Pitcairn angelfish
- Conservation status: Least Concern (IUCN 3.1)

Scientific classification
- Kingdom: Animalia
- Phylum: Chordata
- Class: Actinopterygii
- Order: Acanthuriformes
- Family: Pomacanthidae
- Genus: Genicanthus
- Species: G. spinus
- Binomial name: Genicanthus spinus Randall, 1975

= Pitcairn angelfish =

- Authority: Randall, 1975
- Conservation status: LC

Species of marine ray-finned fish

The Pitcairn angelfish (Genicanthus spinus) is a species of marine ray-finned fish, a marine angelfish belonging to the family Pomacanthidae. It is found in the southwestern Pacific Ocean.

==Description==
The Pitcairn angelfish like the other angelfishes in the genus Genicanthus, shows sexual dichromatism, the males and females show differences in colour and pattern.
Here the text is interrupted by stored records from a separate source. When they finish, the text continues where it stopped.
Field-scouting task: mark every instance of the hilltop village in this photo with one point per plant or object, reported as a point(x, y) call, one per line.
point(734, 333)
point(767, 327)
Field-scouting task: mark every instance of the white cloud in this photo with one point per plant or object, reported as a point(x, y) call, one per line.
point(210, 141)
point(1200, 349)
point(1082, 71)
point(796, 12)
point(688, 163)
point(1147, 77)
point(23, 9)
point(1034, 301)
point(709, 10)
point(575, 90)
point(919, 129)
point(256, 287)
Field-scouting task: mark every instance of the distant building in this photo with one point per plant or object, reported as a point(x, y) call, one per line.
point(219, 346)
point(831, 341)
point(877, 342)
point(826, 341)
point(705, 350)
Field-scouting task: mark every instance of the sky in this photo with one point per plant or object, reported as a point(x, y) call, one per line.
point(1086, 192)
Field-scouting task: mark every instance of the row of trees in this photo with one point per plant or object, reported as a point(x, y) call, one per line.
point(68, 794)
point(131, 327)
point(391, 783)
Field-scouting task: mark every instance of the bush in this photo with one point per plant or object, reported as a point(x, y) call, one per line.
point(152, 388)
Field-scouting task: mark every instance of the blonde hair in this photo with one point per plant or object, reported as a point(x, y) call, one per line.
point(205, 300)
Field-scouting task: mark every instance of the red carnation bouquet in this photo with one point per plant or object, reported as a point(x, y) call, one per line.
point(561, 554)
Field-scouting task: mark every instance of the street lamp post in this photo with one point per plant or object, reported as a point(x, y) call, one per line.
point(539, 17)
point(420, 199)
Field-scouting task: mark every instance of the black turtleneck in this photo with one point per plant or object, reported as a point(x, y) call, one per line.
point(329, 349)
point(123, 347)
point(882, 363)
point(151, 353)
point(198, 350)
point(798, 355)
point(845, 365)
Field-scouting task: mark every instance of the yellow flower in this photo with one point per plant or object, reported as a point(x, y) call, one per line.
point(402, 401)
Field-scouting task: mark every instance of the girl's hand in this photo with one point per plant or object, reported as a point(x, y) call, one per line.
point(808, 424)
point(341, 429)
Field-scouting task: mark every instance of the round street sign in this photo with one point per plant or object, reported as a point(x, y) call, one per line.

The males have a white body which is marked with many vertical black stripes while the females have an overall bluish white colouration. In both sexes the forked tail narrows at its base to create a "swallow tail". The dorsal fin contains 15 spines and 17 soft rays while the anal fin has 3 spines and 18-19 soft rays. This species attains a maximum total length of 35 cm.

==Distribution==
Genicanthus spinus is found in the southwestern Pacific Ocean. It has been recorded from the islands of Raivavae and Rurutu in the Austral Islands of French Polynesia Dulcie Atoll in the UK Overseas Territory of the Pitcairn Islands and Rarotonga in the Cook Islands.

==Habitat and biology==
Genicanthus spinus Is found on rock and coral reefs at depths between 30 and 60 m (at least). it is normally encountered in groups that swim high in the water column, these are harems of 1 male and as many as 4 females. They feed mostly on zooplankton but may eat some benthic invertebrates.

==Systematics==
Genicanthus spinus was first formally described in 1975 by the American ichthyologists John E. Randall (1924–2020) with the type locality given as Bounty Bay on Pitcairn Island. The specific name spinus means "spine" and refers to the very large anterior spine in front of the eye.